How do I get one of these C wrappers you speak of?
> # Download the source
> curl -L https://github.com/forrestv/p2pool/archive/13.4.tar.gz > p2pool-13.4.tar.gz
> # Untar
> tar -xzf p2pool-13.4.tar.gz
> # Build and install
> cd p2pool-13.4/litecoin_scrypt/
> python setup.py build
> sudo python setup.py install
> python
>>> import scrypt
>>> scrypt.hash(password = "correct horse staple battery",
salt = "seasalt",
N = 1024,
p = 1,
r = 1,
buflen = 256)How do I get a question I have added? E-mail me at pyscrypt@ricmoo.com with any questions, suggestions, comments, et cetera.
Can I give you my money? Umm... Ok? :-)
Bitcoin - 1LNdGsYtZXWeiKjGba7T997qvzrWqLXLma
The MIT License (MIT)
Copyright (c) 2014 Richard Moore
Permission is hereby granted, free of charge, to any person obtaining a copy of this software and associated documentation files (the "Software"), to deal in the Software without restriction, including without limitation the rights to use, copy, modify, merge, publish, distribute, sublicense, and/or sell copies of the Software, and to permit persons to whom the Software is furnished to do so, subject to the following conditions:
The above copyright notice and this permission notice shall be included in all copies or substantial portions of the Software.

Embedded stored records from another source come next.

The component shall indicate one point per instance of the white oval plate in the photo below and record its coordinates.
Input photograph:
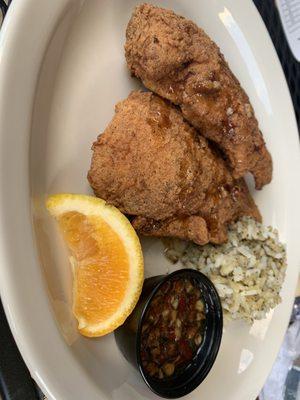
(62, 69)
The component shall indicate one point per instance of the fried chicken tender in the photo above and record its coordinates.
(177, 60)
(153, 165)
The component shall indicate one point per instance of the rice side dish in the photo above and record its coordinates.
(247, 271)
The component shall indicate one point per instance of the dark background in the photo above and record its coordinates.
(15, 380)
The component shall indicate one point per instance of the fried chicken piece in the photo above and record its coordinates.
(153, 165)
(177, 60)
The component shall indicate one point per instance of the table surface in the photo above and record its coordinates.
(15, 381)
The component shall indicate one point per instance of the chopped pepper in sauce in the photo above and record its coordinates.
(172, 328)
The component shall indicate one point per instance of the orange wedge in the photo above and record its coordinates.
(107, 259)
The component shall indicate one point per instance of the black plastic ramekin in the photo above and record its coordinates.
(128, 336)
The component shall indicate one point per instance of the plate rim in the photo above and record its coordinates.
(15, 21)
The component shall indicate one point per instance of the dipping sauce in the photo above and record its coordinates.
(172, 329)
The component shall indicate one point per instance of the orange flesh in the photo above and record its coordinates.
(102, 273)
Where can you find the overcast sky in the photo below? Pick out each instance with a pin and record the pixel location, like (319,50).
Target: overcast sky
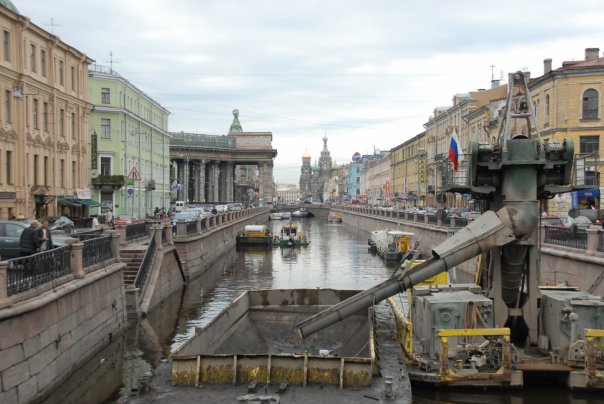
(367,74)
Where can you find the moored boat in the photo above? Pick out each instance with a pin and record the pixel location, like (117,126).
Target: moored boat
(391,245)
(276,216)
(254,235)
(334,219)
(302,212)
(291,236)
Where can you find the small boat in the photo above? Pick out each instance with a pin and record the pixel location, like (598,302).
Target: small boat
(334,219)
(291,236)
(391,245)
(275,216)
(255,235)
(302,212)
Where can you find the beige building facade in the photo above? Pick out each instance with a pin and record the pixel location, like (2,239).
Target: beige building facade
(43,119)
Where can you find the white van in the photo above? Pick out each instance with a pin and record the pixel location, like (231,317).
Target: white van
(179,206)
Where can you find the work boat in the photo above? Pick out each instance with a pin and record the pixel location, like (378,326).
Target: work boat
(391,245)
(291,236)
(254,235)
(506,327)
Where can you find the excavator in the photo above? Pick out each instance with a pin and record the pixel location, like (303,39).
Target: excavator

THE SOFTWARE IS PROVIDED "AS IS", WITHOUT WARRANTY OF ANY KIND, EXPRESS OR IMPLIED, INCLUDING BUT NOT LIMITED TO THE WARRANTIES OF MERCHANTABILITY, FITNESS FOR A PARTICULAR PURPOSE AND NONINFRINGEMENT. IN NO EVENT SHALL THE AUTHORS OR COPYRIGHT HOLDERS BE LIABLE FOR ANY CLAIM, DAMAGES OR OTHER LIABILITY, WHETHER IN AN ACTION OF CONTRACT, TORT OR OTHERWISE, ARISING FROM, OUT OF OR IN CONNECTION WITH THE SOFTWARE OR THE USE OR OTHER DEALINGS IN THE SOFTWARE.